Pallium of Grigorios of Eirinoupolis, second half of the 18th century

3 November 2011

Dimensions: of the polos, diameter: 9.5 cm., appliqués: 20 x 20.5 cm., potamoi: 19 x 43 cm.

The polos of the neck, the four appliqués, and the potamoi are sewn on to white silk material of a later date. The appliqués are embroidered on red satin and have a rhomboid shape with small protrusions between the two sides. The appliqué thus forms a notional cross, at the centre of which, in a circle, each of the Evangelists is shown, sitting, with the gospel in front of him and his symbol next to him. The rest of the rhomboid is taken up with embroidered voluted designs. The same designs also appear on the potamoi, which are divided into two above the name of the owner: “GRIGORIOS OF EIRINOUPOLIS”.

On the polos of the neck, in a lace circle, there is an embroidery of the Good Shepherd in front of the Cross.

Grigorios of Eirinoupolis and Vatopaidi was born at Ephesus in 1761. He became a monk of the Monastery of the Life-Giving Spring on Samos. He served as patriarchal protosyncellus* and subsequently as Metropolitan of Eirinoupolis (the present-day Ermenek).
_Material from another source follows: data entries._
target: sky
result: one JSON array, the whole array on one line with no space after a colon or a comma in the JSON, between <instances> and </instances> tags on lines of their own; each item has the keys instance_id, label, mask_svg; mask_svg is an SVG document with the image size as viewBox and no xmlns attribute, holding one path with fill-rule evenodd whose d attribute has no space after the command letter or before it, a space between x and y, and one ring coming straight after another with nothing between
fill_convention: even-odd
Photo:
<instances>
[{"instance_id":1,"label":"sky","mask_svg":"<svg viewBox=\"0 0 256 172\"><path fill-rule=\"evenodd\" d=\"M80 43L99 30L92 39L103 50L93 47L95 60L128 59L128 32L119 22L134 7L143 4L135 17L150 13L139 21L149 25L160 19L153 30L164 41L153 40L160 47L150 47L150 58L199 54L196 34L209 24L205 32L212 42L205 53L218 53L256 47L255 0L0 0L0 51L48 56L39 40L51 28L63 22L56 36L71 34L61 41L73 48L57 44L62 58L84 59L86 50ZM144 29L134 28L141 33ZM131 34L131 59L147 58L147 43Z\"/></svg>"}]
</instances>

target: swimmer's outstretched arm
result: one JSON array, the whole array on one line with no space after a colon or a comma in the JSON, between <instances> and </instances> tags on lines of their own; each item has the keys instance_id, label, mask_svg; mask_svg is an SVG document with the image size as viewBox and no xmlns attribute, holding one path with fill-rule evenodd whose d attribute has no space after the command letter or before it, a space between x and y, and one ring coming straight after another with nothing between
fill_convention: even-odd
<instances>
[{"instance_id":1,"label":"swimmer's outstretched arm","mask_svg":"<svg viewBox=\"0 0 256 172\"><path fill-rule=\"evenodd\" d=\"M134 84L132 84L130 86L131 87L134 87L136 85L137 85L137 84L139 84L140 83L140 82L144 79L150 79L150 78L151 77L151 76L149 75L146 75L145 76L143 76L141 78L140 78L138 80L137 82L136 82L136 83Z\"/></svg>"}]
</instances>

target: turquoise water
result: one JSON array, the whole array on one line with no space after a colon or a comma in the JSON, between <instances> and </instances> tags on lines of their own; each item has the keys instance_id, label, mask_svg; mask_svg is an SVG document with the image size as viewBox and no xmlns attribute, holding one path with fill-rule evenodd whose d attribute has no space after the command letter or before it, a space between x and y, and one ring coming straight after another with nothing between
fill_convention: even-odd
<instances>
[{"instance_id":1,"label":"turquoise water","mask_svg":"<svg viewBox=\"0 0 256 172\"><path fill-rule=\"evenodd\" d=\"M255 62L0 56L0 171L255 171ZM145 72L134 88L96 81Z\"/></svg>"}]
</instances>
In 1802, he was elected Abbot of Vatopaidi, while from 1802 to 1806 he was general inspector of the Vatopaidi met­ochia* in Moldavia. In 1810 he was exiled by the Russians to Kazan; he regained his freedom two years later. On 26 February 1821 he gave his blessing, together with Veniamin, Metropolitan of Moldavia, to the corps of Alexandros Ipsilantis, and contributed in a variety of ways, until liberation came, to the Greek struggle for independence. He is considered a great benefactor of the Greek nation: he spent large sums on the maintenance of schools, the rebuilding of churches, the support of scholars and of the Greeks in their struggle, and the care of families ruined by the Revolution. He died at Kisnovio (Chisinau) in Bessarabia on 3 January 1846. On his tomb there is an inscription composed by Constantine Ikonomou ‘ex Ikonomon’21.

The embroidery on the arms of the cross and between the protrusions depicts a schematised eagle whose body has been worked in canetille, while the outline of the design is in straight riza stitch. The embroiderer has used gold thread and silver thread for the background, on which the figure of Christ and the Evangelists are in karfoto stitch. The faces of the younger figures are rendered in light and dark (for the hair and beards) brown, and those of the older in light and dark grey. The clothing is in sea-blue, while the Gospel books are in white, with red and green points to represent the letters and the miniatures. The workmanship suggests a good Asia Minor workshop.